No offense but your doctor as described is an idiot.

  1. Almost all our offices have Rapid Strep tests avaialble that can give a result in less than 5 minutes. They are not perfect tests but they are as good as cultures which are also not perfect.

  2. The test should be done when, by history and exam, strep is fairly likely. That is not every sore throat. A sore throat with cough and cold symptoms, only a low grade fever, and none of the classic strep signs like headache, nausea, belly ache … does not need a test and does not need treatment with antibiotics.

  3. Your point though about history and exam not being enough always is valid: even those histories and exams that are consistent with strep will very often not be and those do not need antibiotics either. Standard of care is clear: do not treat a sore throat with antibiotics without a positive test result, either a Rapid Strep or a culture. Do not do the test unless the history and exam suggests a fairly high probability that it is strep. In this case a test as support for the diagnosis is essential. Antibiotics used without good cause is the cause of lots of problems. Please note however, the test is used as support of the diagnosis. A positive strep test in the context of a story and exam that is inconsistent with strep has a good chance of being wrong; the person is likely just a carrier. The test is not the gold standard of the diagnosis.

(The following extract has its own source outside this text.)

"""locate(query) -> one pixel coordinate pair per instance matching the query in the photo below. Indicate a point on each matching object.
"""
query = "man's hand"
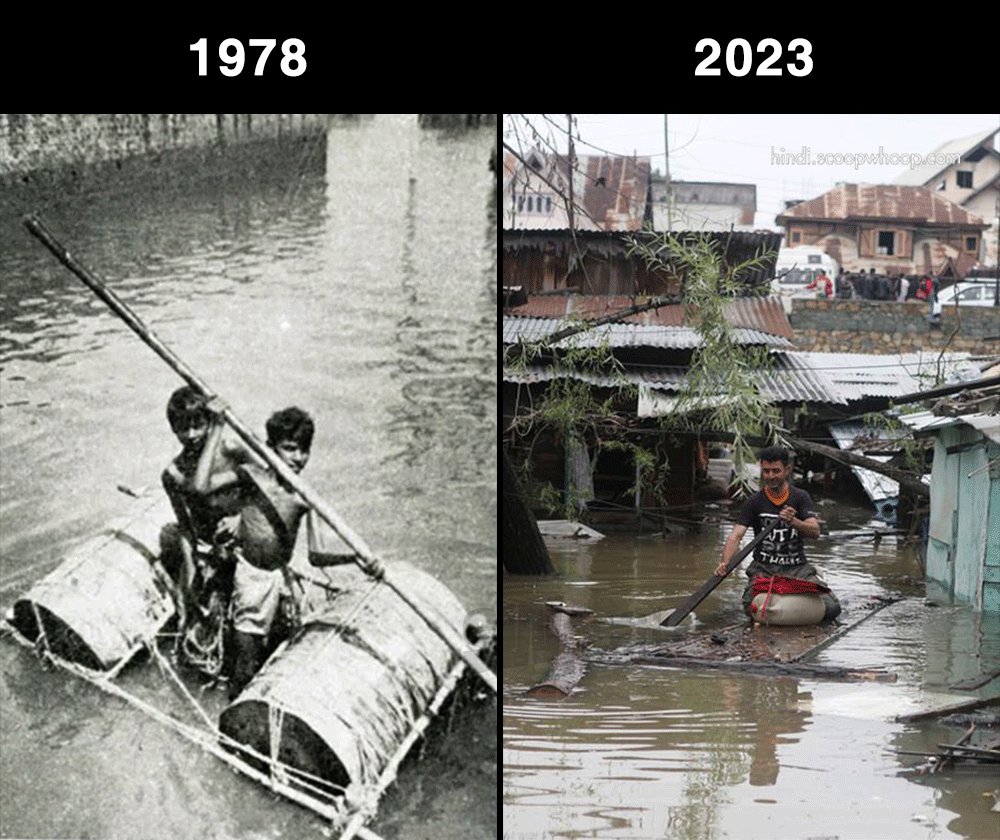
(226, 529)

  4. By mouth medicine, penicillin or amoxicillin, works just fine. No shot needed. Those who opt for a shot (sometimes used in kids who refuse by mouth medicine or who are vomiting) do not also need medicine by mouth.

No question that the understanding of the biological underpinnings of many mental health disorders is an emerging work in progress. There are few to no tests to use in that support of the diagnosis function. The exam is of little help. We are indeed left with history history history. But again, that is not an otherwise unheard of circumstance in medicine.